E così, unica nel suo genere e a tratti fuori dagli schemi, dopo nove mesi d’intenso travaglio ma del tutto inattesa, prorompe nel processo d’appello di un grigio 25 marzo la stravagante requisitoria del procuratore generale di Milano Gaetano Santamaria, volta all’assoluzione degli stilisti Dolce e Gabbana. La loro colpa? Inevitabile o – per i più ingenui – presunta evasione fiscale, per la quale sono stati condannati in primo grado a un anno e otto mesi.

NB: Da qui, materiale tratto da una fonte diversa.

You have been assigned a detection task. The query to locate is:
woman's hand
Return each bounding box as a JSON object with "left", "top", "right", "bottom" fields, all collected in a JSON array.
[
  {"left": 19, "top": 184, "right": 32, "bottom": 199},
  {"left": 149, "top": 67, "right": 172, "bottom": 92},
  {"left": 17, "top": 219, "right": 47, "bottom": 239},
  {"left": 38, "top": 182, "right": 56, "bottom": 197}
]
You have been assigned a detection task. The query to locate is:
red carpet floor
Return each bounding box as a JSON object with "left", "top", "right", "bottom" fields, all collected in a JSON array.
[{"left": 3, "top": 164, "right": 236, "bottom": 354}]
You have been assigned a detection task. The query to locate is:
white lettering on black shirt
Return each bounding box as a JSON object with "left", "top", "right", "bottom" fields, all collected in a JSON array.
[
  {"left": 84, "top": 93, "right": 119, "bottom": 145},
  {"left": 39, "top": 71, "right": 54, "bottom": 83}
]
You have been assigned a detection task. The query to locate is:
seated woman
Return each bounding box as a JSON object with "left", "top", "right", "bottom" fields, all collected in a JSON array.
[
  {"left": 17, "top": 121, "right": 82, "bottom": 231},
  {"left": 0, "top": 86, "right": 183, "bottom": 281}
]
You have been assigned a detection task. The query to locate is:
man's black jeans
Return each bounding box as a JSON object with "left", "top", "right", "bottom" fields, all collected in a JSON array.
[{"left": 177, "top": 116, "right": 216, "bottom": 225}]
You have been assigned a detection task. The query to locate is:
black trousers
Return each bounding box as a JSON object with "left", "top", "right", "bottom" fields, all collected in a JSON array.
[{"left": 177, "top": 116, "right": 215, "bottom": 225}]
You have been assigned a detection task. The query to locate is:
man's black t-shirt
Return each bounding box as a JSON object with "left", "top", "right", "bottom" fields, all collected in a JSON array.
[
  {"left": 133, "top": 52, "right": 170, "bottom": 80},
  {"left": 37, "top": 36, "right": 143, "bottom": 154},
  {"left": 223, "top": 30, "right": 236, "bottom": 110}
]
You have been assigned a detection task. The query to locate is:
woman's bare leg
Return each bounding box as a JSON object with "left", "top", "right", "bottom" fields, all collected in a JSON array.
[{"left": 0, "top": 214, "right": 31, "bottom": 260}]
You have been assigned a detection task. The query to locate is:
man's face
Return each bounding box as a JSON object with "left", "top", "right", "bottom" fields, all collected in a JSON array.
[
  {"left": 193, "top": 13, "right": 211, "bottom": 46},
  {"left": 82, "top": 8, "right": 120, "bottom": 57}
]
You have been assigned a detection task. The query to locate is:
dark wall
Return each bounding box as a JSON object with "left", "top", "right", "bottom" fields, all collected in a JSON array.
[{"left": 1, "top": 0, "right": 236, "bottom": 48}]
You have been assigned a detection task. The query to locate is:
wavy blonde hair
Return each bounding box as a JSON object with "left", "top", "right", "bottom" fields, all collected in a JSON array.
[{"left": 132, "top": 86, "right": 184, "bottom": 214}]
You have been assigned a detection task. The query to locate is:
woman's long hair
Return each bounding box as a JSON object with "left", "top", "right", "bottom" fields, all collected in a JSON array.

Ma a suscitare scalpore e qualche innocuo sghignazzo sono le ovvie motivazioni avanzate dal magistrato, per il quale “il fatto non sussiste”. Là dove era stata vista, da un’accusa evidentemente poco attenta, una frode alquanto rilevante, in realtà non ci sarebbe altro che, secondo il procuratore milanese, il riflesso di una grande impresa moderna, quale quella del noto marchio italiano della moda, che avrebbe agito legittimamente.
Difendendo a spada tratta la creazione di una società in Lussemburgo per tutelare i marchi del gruppo, dalla quale sarebbe scaturita l’evasione fiscale, il sostituto procuratore ha prontamente reputato l’operazione una mossa strategica, che si conviene a qualsiasi grande gruppo che mira ad estendersi e ad affermarsi. Premendo così sulla buona fede dei due stilisti, rivolgendo, dunque, a loro favore quella “fuga” oltralpe, dettata da una giusta causa, l’abile stratega si è dimostrato un ingegnoso architetto dalla grande oratoria. Un’arringa però scaduta e banale, frutto di una moderna ars retorica, che arrampicandosi agli specchi raggiunge i suoi obiettivi con estrema facilità. Forse perchè trovare un pretesto è diventato al giorno d’oggi semplicemente semplice.